New directions
The ceiling was so slanted, I couldn’t sit up in bed without hitting my head. A cramped room with scratchy towels, and stuffy air, without central air. The pool had caution tape wrapped around the entry stairs where chunks of cement were missing. The city center, that was home to this hotel, was dead in the off season. More than half the stores were closed and the promised nightlife was non-existent. I wasn’t expecting luxury, but I also wasn’t expecting this.
Can you walk into a restaurant and turn around and leave instantly, knowing you don't want to eat there? Or do you fear you’ll offend the staff?

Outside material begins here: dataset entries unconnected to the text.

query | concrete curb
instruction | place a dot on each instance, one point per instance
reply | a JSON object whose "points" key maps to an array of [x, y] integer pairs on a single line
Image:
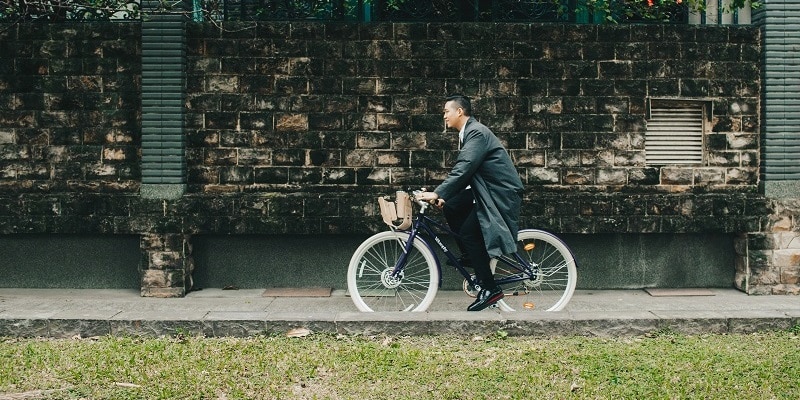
{"points": [[75, 313]]}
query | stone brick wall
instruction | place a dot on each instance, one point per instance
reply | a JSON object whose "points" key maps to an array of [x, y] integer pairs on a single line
{"points": [[69, 109], [296, 127], [309, 105]]}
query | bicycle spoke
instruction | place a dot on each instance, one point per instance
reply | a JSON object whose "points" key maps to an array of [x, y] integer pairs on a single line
{"points": [[374, 284]]}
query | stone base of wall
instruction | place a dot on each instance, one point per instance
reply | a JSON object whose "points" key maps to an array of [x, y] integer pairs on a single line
{"points": [[167, 265], [769, 262]]}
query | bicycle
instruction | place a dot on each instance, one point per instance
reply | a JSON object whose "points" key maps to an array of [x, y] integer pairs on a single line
{"points": [[398, 270]]}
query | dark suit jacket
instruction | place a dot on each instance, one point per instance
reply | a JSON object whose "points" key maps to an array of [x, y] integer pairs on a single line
{"points": [[486, 165]]}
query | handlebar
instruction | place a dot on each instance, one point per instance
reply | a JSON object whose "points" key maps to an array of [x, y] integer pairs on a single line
{"points": [[423, 205]]}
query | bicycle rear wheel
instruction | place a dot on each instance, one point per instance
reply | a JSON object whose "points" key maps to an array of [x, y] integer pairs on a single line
{"points": [[555, 276], [369, 280]]}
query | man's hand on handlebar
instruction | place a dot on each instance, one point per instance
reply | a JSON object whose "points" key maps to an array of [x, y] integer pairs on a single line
{"points": [[430, 197]]}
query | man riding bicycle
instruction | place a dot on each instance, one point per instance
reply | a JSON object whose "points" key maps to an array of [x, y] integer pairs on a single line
{"points": [[480, 197]]}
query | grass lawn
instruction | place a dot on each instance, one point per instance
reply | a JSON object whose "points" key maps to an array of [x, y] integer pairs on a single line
{"points": [[663, 366]]}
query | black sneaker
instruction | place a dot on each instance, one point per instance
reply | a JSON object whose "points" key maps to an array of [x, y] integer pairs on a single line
{"points": [[463, 260], [486, 297]]}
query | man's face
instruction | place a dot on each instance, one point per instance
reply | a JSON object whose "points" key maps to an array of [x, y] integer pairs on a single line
{"points": [[452, 114]]}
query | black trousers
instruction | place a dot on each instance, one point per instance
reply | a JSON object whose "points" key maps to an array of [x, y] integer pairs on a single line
{"points": [[462, 217]]}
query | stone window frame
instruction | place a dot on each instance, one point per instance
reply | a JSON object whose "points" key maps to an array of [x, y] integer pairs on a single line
{"points": [[670, 109]]}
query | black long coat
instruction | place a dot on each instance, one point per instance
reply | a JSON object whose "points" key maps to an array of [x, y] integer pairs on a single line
{"points": [[484, 164]]}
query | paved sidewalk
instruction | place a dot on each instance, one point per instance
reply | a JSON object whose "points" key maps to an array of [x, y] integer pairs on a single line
{"points": [[68, 313]]}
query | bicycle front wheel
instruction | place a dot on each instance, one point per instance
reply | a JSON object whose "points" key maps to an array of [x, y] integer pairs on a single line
{"points": [[369, 276], [554, 274]]}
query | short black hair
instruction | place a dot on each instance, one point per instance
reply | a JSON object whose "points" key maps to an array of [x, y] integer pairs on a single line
{"points": [[462, 102]]}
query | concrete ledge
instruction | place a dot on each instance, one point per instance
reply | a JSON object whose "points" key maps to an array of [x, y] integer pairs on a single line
{"points": [[86, 313]]}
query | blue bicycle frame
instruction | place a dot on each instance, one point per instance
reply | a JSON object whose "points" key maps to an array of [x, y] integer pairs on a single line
{"points": [[423, 223]]}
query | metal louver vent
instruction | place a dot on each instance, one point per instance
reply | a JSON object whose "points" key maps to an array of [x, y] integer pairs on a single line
{"points": [[675, 135]]}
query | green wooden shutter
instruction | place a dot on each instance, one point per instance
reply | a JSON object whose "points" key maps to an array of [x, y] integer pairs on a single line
{"points": [[781, 91], [163, 76]]}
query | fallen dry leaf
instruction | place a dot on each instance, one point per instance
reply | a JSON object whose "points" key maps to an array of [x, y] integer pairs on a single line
{"points": [[298, 332]]}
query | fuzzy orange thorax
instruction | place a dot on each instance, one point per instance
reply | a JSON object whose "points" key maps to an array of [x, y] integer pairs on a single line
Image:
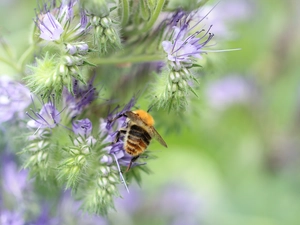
{"points": [[145, 117]]}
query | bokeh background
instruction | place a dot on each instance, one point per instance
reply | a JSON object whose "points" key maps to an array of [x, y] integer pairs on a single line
{"points": [[235, 157]]}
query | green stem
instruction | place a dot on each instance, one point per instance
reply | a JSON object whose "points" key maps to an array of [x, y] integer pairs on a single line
{"points": [[125, 12], [9, 63], [133, 59], [24, 56], [156, 13]]}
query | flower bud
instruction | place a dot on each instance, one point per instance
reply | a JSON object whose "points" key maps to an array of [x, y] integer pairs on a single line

I probably feared offending the staff at some point in my life, but luckily I shed that kind of guilt somewhere along the way. Is there some kind of rule that if you walk into a restaurant, hotel, or apartment, that you must automatically commit? How about if you sign on for a job and realize it’s definitely not the job for you?
So there I am, in this dilapidated hotel. Granted, I didn’t do much research before booking (see my post about my last minute trip to St. Croix). After staying for 1 night, I knew I had to go. The hotel wasn't what I imagined, it wasn't in the right location and it wasn't the type of place I was looking for. It was hard to ask for a refund on the reminaing nights and walk out the door, but in doing so, I ended up at a place that exceeded every expectation I had for that trip.
I realized that it is better to have brief moments of discomfort, for long-term happiness. Even though it's hard to have a change of heart, stopping the pursuit of one path and going in a completely new direction opens opportunities for a better meal, or a week, or a better life.